As soon as they reached my bed they dropped everything on top of my covers and plopped down on either side of me. Caleb’s big frame made the bed groan and me bounce a few inches as he settled in for the long haul.

I sat up, pushing my pillows behind my back as I took everything in. “What’s this?”

“This is your going away party,” Caleb informed me with a small, sad smile. “Since you can’t go clubbing with us or anything fun like that, we thought we’d bring the fun to you.” He kicked off his shoes and then slipped under the covers with me.

Angie reached for my remote to the flat screen that was hanging from the wall in front of my bed before doing the same thing her brother had just done. “We’re going to watch hilarious movies, eat until we vomit, and fall asleep together. Like we used to do.”

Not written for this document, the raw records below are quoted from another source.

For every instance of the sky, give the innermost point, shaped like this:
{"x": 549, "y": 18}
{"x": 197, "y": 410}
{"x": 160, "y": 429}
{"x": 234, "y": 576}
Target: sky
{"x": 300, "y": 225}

For the first time that day my eyes began to sting with tears. My bottom lip began to tremble and I bit down hard to stop it. Seeing that my eyes were bright with tears, I was squished into a step-sandwich for the hundredth time that day. “It’s only a year, Kin,” Caleb rushed to assure me. “Less, really. And then you will be right back here, going to college and making our lives miserable once again.”

“Caleb!” Angie scolded her twin, but I tried to smile and elbowed him in the stomach. I knew he was just teasing. Unlike some stepsiblings who fought and hated each other like mortal enemies, my stepbrother and stepsister and I were closer than if we were related by blood. The four-year age gap between the three of us might as well not have existed we were so close.

I was going to miss them so much.

“We’ll come to visit you every chance we get,” Angie promised as she opened the box of pizza, causing the scent of tomato and garlic to fill the room. “Christmas in California should be fun.”

“I’m gonna miss the snow,” I whispered as I picked up a slice of cheese pizza. I loved waking up on Christmas morning to all that snow in Aspen, where we’d always spent Christmas. I doubted that there would be any snow in Malibu for Christmas this year.

“And Dad said he’ll check up on you every time he has to fly to Cali for business.” Caleb opened the bag of Doritos and handed me the container of dip. “And we can FaceTime every night. And text. And email. And…”

“And?” I asked around a mouthful of popcorn.